The real world easy alternatives are:

• The default Windows mode is 2), inaccurate time.  Actually it's rather brutally inaccurate.  The clock just keeps running from second 60 into the next minute, so it's a second+ fast.  Then, at the next time check, Windows just slams the time back by one second, running time backwards for a moment.  Your software had better be prepared for this on Windows.  Getting higher accuracy NTP time on Windows requires a lot of special effort.
• The Linux, Mac OS, and Unix worlds offer two configuration choices:
  1. 61 second minutes.  This is the default.  During the 61st second time is kind of weird.
  2. 60 second minutes, and a controlled inaccuracy.  NTP can be configured to ensure that time always runs forward, and it smears the leapsecond out over a long time period.  For example, you can set it to start running the clock slowly 1000 seconds before the leapsecond is due.  Then at the UTC leap second, the computer time is 59.5 seconds.  It's 500 milliseconds slow.  At computer time 60 seconds, it switches to the next minute.  Suddenly it's 500 milliseconds fast compared with UTC.  And another 1000 seconds later NTP speeds the clock up back to normal speed.

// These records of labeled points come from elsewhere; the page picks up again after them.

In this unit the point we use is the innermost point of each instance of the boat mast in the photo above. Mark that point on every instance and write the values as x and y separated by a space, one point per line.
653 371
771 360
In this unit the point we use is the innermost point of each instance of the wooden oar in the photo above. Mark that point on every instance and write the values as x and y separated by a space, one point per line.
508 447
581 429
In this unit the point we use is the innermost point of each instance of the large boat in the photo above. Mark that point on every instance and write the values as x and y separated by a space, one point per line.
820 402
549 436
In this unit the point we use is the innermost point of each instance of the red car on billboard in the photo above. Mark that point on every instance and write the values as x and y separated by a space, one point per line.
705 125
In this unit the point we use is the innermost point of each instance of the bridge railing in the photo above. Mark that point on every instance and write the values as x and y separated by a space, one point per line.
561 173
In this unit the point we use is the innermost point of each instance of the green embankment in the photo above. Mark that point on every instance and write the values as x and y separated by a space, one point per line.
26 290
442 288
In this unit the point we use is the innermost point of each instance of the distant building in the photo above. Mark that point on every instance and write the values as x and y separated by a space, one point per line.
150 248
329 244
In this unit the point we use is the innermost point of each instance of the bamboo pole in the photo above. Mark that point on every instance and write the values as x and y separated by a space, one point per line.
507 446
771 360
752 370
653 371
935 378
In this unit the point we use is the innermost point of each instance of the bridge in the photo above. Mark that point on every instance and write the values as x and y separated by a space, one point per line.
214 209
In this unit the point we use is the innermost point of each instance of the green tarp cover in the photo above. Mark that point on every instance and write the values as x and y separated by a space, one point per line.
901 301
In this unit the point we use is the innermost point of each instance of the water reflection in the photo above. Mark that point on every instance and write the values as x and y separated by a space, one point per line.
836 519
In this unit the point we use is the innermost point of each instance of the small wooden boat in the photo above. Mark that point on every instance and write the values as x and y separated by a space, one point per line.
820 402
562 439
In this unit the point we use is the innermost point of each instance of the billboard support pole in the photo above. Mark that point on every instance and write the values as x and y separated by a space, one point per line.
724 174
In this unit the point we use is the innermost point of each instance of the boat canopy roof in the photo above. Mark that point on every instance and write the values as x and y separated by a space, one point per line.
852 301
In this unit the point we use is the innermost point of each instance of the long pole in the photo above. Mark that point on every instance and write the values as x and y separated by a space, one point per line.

From the perspective of medical systems, I think the clear choice is the 60 second minute.  There are very few medical applications where the relationship to UTC genuinely needs to be accurate.  Up until late in the 20th century people were using wall clocks as sufficiently accurate for medical records.  These could easily be 100 seconds different from UTC.

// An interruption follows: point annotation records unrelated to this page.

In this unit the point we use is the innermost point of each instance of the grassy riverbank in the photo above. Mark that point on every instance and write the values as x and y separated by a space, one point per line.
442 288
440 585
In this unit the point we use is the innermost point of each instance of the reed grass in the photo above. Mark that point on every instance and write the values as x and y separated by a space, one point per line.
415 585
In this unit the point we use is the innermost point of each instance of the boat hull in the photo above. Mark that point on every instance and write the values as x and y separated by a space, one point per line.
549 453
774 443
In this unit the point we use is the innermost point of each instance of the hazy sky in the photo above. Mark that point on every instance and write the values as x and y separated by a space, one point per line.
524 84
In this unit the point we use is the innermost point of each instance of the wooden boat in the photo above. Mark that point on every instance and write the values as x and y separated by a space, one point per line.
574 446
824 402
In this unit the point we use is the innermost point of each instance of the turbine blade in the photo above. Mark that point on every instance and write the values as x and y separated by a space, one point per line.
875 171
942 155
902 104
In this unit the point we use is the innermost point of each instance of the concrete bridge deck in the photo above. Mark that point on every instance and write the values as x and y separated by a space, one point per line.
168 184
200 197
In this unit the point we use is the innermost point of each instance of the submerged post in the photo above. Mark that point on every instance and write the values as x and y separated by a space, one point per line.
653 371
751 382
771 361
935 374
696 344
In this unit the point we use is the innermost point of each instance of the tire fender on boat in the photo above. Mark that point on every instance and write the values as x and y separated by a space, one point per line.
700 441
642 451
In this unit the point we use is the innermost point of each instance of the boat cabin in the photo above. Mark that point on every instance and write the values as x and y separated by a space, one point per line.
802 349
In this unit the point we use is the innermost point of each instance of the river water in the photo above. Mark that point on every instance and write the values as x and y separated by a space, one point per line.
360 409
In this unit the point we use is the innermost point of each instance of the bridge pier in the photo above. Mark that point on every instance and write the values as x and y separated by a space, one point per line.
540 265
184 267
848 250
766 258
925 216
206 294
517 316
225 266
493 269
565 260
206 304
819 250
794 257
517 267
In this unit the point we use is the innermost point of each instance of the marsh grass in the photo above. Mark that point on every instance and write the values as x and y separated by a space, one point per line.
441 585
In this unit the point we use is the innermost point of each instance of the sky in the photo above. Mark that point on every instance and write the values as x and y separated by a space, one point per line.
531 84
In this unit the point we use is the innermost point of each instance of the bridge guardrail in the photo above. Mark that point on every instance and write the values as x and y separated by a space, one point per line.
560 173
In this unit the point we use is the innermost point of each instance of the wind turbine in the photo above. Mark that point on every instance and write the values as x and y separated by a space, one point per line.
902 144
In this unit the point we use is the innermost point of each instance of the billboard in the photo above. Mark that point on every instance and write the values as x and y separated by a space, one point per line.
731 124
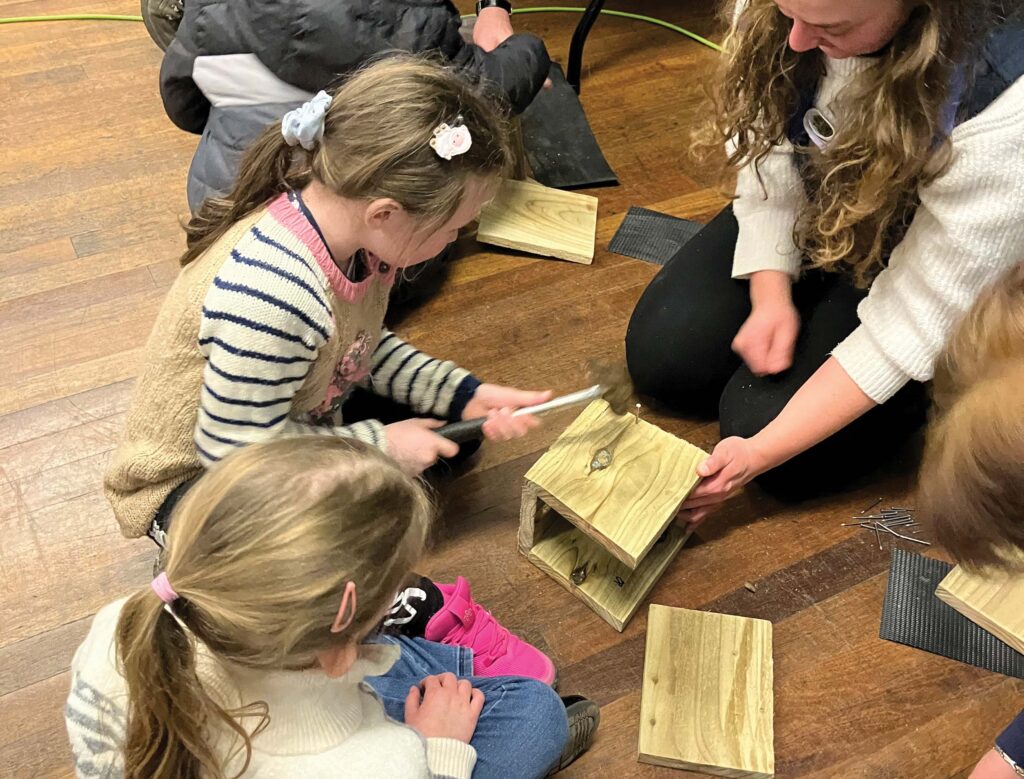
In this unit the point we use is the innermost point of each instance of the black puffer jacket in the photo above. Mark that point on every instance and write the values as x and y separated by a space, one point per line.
237 66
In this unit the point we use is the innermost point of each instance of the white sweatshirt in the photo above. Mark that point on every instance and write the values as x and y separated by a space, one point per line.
967 231
318 727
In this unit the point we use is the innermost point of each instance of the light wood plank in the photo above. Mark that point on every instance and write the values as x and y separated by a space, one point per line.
534 218
707 701
627 505
994 601
613 590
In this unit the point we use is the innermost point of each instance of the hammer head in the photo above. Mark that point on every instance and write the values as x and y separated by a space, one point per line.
615 379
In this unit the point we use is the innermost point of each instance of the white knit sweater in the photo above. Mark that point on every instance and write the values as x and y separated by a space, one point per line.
968 230
318 727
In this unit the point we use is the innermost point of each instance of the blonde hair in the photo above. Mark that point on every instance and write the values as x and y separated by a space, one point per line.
893 142
376 144
971 488
259 553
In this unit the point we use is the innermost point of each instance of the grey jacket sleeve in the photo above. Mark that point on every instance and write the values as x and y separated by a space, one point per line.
515 70
311 43
183 101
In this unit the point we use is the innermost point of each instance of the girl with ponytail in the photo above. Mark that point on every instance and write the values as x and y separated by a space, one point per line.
274 327
249 653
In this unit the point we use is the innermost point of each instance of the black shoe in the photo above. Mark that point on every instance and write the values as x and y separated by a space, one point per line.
584 717
162 18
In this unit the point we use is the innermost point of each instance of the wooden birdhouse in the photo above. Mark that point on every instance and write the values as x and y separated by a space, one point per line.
598 509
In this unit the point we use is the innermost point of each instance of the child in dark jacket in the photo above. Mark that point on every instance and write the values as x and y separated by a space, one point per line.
233 68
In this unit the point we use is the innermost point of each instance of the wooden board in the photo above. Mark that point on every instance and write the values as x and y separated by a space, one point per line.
995 602
530 217
707 701
628 505
563 549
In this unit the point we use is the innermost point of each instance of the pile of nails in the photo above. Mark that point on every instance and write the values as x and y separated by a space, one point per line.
885 521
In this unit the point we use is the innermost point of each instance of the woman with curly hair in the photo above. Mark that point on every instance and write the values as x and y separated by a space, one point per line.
880 187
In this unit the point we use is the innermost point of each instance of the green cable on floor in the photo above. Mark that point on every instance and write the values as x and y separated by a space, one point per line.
543 9
629 15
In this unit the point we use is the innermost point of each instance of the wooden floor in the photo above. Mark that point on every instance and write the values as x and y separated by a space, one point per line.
91 189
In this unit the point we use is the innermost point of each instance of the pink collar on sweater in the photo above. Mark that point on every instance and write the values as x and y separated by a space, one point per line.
351 292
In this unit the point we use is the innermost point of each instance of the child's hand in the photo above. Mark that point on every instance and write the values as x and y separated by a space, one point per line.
414 444
492 28
497 403
733 463
449 707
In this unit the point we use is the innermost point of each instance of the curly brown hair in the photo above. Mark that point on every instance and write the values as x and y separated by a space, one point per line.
893 142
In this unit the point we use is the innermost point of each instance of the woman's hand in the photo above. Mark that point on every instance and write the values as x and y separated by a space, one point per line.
767 338
415 446
733 463
492 28
449 707
497 403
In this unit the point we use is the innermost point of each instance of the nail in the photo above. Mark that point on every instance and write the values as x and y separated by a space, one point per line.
864 511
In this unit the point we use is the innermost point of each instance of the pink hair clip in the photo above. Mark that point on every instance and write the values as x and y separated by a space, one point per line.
451 141
340 622
163 589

Medical records are somewhat more concerned about time being locally consistent, and even more concerned that time only run forwards.  But even here, most record requirements can tolerate errors of 5-10 seconds.  This makes sense when you consider that the speed of blood flow through the human body or signals over the nervous system means that it takes a significant fraction of a second for actions in one part of the body to affect other parts of the body.

There are exceptions where time needs to be much more tightly synchronized.  Cardiac cycle synchronization of equipment needs time coordination in the few millisecond range.  Video/sound need to be synchronized to within tens of milliseconds.  These kinds of systems have special needs and should not depend upon the default behavior of NTP attempting to synchronize with UTC.  These deserve special engineering consideration.

The data that results can be labelled in bulk with the usually sloppy UTC accuracy of other medical records, but internally it needs to be much better coordinated.  DICOM deals with this by having several data elements:

• The data blocks are time labeled for things like "start of acquisition" using both UTC and identifying the NTP server used as the UTC reference.  Closely coordinated data should all use the same NTP server.  This server should use 60 second minutes.  The error relative to UTC is not important.  The internal consistency is important.
• Internal timings are measured in seconds relative to start of acquisition.  This means that there is never a discontinuity within the measurement period.  Having this dual time structure makes it easy to maintain coordination.  The time durations of medical measurements are not long enough for internal clock drift to matter.

The long term fix is to eliminate the leap second.  At the most recent standards meeting a majority of the members voted for the US proposal to eliminate it.  But it was not the required supermajority.  China and a few other countries voted to keep it.  The issue is a tradeoff between all the Y2K like problems of the leap second, and one more piece of complexity for the astronomers, navigators, and others.  My opinion is that those users already deal with the variations of the earth's wobbles, etc., that demand much more accuracy.  The leap second does not help them much.